Q4: Two Sum

问题描述：

Given an array of integers, find two numbers such that they add up to a specific target number.

The function twoSum should return indices of the two numbers such that they add up to the target, where index1 must be less than index2. Please note that your returned answers (both index1 and index2) are not zero-based.

You may assume that each input would have exactly one solution.

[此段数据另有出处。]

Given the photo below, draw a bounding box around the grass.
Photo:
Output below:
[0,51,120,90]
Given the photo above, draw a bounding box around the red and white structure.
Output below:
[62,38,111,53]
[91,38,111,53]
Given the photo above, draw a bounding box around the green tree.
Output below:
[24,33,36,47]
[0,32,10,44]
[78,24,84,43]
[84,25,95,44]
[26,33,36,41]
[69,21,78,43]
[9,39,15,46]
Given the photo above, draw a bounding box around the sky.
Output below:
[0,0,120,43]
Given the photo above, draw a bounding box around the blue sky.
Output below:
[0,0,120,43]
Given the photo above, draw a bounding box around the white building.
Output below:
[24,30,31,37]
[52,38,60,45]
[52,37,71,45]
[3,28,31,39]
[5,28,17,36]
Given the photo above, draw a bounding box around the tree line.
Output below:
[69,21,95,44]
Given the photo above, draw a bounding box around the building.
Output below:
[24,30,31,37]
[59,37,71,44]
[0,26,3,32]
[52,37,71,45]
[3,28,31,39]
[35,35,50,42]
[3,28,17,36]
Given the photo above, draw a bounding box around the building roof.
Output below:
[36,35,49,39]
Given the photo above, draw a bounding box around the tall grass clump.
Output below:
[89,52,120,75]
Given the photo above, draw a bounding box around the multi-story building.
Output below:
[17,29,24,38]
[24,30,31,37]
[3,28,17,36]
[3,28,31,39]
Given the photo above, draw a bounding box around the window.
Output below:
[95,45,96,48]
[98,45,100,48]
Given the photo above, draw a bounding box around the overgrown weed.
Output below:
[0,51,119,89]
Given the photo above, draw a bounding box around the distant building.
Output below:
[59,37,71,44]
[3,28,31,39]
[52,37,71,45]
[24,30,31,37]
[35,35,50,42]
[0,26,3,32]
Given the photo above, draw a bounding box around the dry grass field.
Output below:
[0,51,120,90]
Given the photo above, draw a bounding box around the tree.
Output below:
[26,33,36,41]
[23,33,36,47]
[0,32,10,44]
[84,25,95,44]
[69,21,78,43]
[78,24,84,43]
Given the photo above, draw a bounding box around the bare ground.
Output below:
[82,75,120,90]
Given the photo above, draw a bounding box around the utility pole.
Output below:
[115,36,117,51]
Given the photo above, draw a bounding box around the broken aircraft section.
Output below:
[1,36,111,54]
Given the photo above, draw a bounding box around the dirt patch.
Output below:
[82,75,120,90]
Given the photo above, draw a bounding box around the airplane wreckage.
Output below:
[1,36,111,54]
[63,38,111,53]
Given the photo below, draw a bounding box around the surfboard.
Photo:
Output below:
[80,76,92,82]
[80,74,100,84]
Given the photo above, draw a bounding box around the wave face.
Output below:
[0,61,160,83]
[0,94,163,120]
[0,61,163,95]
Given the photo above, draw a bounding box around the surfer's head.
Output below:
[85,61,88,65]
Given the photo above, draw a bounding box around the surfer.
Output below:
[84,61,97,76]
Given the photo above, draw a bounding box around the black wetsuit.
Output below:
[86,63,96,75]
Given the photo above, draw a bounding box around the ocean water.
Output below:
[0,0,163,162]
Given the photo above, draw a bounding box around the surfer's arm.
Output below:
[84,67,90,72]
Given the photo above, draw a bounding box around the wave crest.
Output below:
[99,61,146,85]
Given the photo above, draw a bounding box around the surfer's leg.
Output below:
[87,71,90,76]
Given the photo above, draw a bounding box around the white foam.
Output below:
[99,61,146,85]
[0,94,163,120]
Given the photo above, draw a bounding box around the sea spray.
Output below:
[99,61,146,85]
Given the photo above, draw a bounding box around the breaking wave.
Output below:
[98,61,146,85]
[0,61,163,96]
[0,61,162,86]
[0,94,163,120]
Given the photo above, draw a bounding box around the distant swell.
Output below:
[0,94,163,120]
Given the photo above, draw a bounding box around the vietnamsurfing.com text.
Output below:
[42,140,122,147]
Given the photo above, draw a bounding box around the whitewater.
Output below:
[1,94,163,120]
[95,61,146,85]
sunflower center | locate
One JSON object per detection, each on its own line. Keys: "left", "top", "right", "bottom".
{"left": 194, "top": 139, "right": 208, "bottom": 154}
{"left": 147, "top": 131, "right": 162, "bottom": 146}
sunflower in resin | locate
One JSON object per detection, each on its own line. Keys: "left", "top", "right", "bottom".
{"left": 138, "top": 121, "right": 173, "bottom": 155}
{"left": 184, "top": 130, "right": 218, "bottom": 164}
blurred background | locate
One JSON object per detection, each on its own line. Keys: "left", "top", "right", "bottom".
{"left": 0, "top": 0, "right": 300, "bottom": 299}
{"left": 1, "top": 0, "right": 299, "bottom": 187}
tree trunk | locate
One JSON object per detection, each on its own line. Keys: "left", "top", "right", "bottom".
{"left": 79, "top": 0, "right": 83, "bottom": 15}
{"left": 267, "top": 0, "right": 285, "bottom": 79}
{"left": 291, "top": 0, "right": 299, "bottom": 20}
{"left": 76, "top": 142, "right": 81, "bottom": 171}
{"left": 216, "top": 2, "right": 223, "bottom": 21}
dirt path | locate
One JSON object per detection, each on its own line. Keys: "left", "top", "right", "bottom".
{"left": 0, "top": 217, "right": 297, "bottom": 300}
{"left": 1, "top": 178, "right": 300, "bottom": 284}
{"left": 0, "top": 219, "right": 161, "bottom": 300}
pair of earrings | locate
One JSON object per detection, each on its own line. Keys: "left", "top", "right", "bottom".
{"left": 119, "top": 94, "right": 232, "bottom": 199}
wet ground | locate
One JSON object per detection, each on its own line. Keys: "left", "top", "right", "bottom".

Input: numbers={2, 7, 11, 15}, target=9
Output: index1=1, index2=2

解决原理：

数组以升序排序

从数组S头、尾同时遍历数组，i为头端索引，j为尾端索引

若S[i]+S[j]=target，则返回对应索引

若S[i]+S[j]>target，则j--

否则i++

代码：

 

class Solution {
public:
    vector<int> twoSum(vector<int> &numbers, int target) {
        int i = 0;
        int j = numbers.size()-1;
        int sum;
        vector<int> rs;
        vector<int> tmp;
        
        for(int k = 0; k < numbers.size(); k++) 
            tmp.push_back(numbers[k]);
            
        sort(tmp.begin(), tmp.end());
        while(i < j){
            sum = tmp[i] + tmp[j];
            if(sum == target){
                int m = 0;
                while(numbers[m] != tmp[i]) m++;
                int n = 0;
                while(numbers[n] != tmp[j]) n++;
                if(n == m){
                    n++;
                    while(numbers[n] != tmp[j]) n++;
                }
                
                rs.push_back(m>n?n+1:m+1);
                rs.push_back(m>n?m+1:n+1);
                return rs;
            }else if(sum < target){
                i++;
            }else{
                j--;
            }
        }
        return rs;
    }
};